Hm interesting thought. Any good tutorials/sites I can use to get going on this? Or is it so simple I won't even need that. I find myself scraping a lot, so finding the best lib for that is a priority.
Just tried this out last week. The docs are pretty sparse, but it seems to mirror the jQuery interface fairly closely so if you're familiar with one, you'll have a fair idea of the other: http://packages.python.org/pyquery/api.html
That's the key advantage as I see it. If I'm scraping something it's often in a hurry and I just want it done. Not having to internalise a new API is a significant win in that respect.
I'm learning python on the fly, but I tend to ask a lot of question on freenode's #python. Installing lxml wasn't so bad. I just did "pip install lxml" (easy_install lxml should work too) on my Debian VPS and home server. Seemed to work for me.
I am sticking with lxml only for my scraping and html5lib to do my richtext parsing.
Glad to hear it was so easy for you! For some reason, before I found a great tutorial, I kept running into errors on my installations. First it was because I didn't even have setuptools installed, then I didn't have some other dev dependencies, then I just got plain stuck. But after I got it up and running it was smooth sailing RE scraping!
Installing development headers is an essential sysadmin skill. Any failed python extension install should make it clear which headers are missing, and you will want to search for the matching package, usually suffixed with "-devel" (at least on Debian and RedHat systems). So if you see an issue with libjpeg, you will look for libjpeg-devel, zlib -> zlib-devel, etc.

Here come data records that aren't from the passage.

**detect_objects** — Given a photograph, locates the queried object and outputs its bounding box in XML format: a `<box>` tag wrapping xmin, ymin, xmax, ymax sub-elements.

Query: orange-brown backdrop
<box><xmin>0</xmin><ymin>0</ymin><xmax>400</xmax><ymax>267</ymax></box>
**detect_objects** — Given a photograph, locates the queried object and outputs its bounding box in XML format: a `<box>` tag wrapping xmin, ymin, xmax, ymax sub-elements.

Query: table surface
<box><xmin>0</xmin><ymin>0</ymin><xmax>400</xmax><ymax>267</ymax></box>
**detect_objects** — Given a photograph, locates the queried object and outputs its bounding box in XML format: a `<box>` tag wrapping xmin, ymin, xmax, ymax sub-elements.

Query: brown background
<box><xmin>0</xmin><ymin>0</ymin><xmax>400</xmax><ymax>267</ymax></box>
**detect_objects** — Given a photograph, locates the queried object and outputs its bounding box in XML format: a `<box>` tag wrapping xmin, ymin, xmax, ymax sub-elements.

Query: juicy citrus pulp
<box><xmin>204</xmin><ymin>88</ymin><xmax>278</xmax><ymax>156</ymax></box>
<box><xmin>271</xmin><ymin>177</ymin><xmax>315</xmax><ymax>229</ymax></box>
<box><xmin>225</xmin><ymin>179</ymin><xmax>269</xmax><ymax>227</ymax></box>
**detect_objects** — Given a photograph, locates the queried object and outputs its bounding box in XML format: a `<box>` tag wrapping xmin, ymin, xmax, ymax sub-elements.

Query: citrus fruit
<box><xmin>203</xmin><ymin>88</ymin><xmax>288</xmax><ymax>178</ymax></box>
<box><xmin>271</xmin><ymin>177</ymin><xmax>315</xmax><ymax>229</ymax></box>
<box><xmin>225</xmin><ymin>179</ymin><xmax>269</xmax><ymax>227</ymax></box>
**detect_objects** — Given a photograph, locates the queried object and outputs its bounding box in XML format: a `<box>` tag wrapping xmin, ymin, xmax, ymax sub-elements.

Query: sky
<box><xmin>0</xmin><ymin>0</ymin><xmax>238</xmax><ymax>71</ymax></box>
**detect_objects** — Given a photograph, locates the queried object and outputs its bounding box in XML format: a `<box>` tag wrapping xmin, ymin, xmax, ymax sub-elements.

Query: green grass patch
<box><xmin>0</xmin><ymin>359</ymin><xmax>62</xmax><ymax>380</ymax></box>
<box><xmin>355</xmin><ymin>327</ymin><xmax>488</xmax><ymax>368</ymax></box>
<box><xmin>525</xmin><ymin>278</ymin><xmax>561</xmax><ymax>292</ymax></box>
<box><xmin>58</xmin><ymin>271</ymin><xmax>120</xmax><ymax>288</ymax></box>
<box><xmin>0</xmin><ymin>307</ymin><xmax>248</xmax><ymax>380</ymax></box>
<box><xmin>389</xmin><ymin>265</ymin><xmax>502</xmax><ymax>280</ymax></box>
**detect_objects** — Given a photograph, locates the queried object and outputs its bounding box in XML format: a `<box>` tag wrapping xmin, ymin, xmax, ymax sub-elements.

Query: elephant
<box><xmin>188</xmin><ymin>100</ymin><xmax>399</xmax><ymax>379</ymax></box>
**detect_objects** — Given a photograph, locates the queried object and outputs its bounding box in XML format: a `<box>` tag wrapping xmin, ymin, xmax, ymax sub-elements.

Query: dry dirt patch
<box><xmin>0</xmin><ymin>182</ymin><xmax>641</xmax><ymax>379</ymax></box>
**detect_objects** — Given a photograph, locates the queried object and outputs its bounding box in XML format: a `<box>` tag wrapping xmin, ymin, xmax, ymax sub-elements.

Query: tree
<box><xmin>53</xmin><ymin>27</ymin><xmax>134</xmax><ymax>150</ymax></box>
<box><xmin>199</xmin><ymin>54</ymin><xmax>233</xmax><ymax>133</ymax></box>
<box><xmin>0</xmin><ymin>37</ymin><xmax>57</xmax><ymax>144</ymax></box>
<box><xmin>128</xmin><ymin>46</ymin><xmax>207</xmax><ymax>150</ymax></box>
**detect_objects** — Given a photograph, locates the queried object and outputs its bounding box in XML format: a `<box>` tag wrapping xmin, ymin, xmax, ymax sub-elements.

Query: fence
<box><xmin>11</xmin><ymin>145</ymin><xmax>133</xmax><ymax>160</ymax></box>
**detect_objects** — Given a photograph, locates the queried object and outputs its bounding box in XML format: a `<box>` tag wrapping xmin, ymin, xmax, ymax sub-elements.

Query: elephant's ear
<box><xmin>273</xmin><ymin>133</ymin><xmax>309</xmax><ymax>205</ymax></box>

I concur, but technically Scrapy is an entire web scraping/crawling framework for writing crawlers, not just XML/HTML parsing like BeautifulSoup or lxml. You don't even have to use Scrapy's built in processor, you can use BeautifulSoup (or whatever else) if you want. What Scrapy gets you is all the logic for crawling of the web pages (requesting pages, reacting to html errors, etc.). You basically just tell it what urls to parse, what to parse from the pages, and what to do with the parsed data. It handles all the rest. I used it Scrapy just recently on an online movie site (shameless plug: www.qwink.com).
XPath/CSS path selectors for scraping are definitely the "now" way to do it. I recommend Nokogiri (http://nokogiri.org/) for the Ruby users, it does pretty much the same thing in a nutshell.
What it really comes down it is 2x-3x smaller code, plus much faster to write it since you can just test your CSS selector in your web browser such as with FireBug before sticking it into your code.
Interesting - will have to play with it when I wake up. Any reason in particular you think it is better than lxml? Beautiful Soup is only used with lxml to parse broken HTML into a DOM. Lxml does most of the heavy lfiting
I can't make a fair comparison as far as learning curve, but if you're new to scraping Scrapy might in theory be easier. You get a bunch of tools built-in that you don't have to come up with yourself, and you get a pre-defined way of doing things. However, last time I checked the example project in the docs was a little lacking and there's not many good external examples either.
I personally really like having the structure of a framework. It lets me churn out simple project from boilerplate very quickly, and it helps keep larger projects organized.
How is BeautifulSoup "outdated"? It's meant for making it easy to scrape non-properly-formatted sites, and works very well at that, as I've found out in practice.
I guess it looks like BeautifulSoup finally got a 4.0 alpha release out which supposedly works, but that took several years. The codebase is aged and releases are incredibly slow.
"I no longer enjoy working on Beautiful Soup..."
"Parsing is longer a competitive advantage for Beautiful Soup, and I'd be happier if I could get out of the parser business altogether."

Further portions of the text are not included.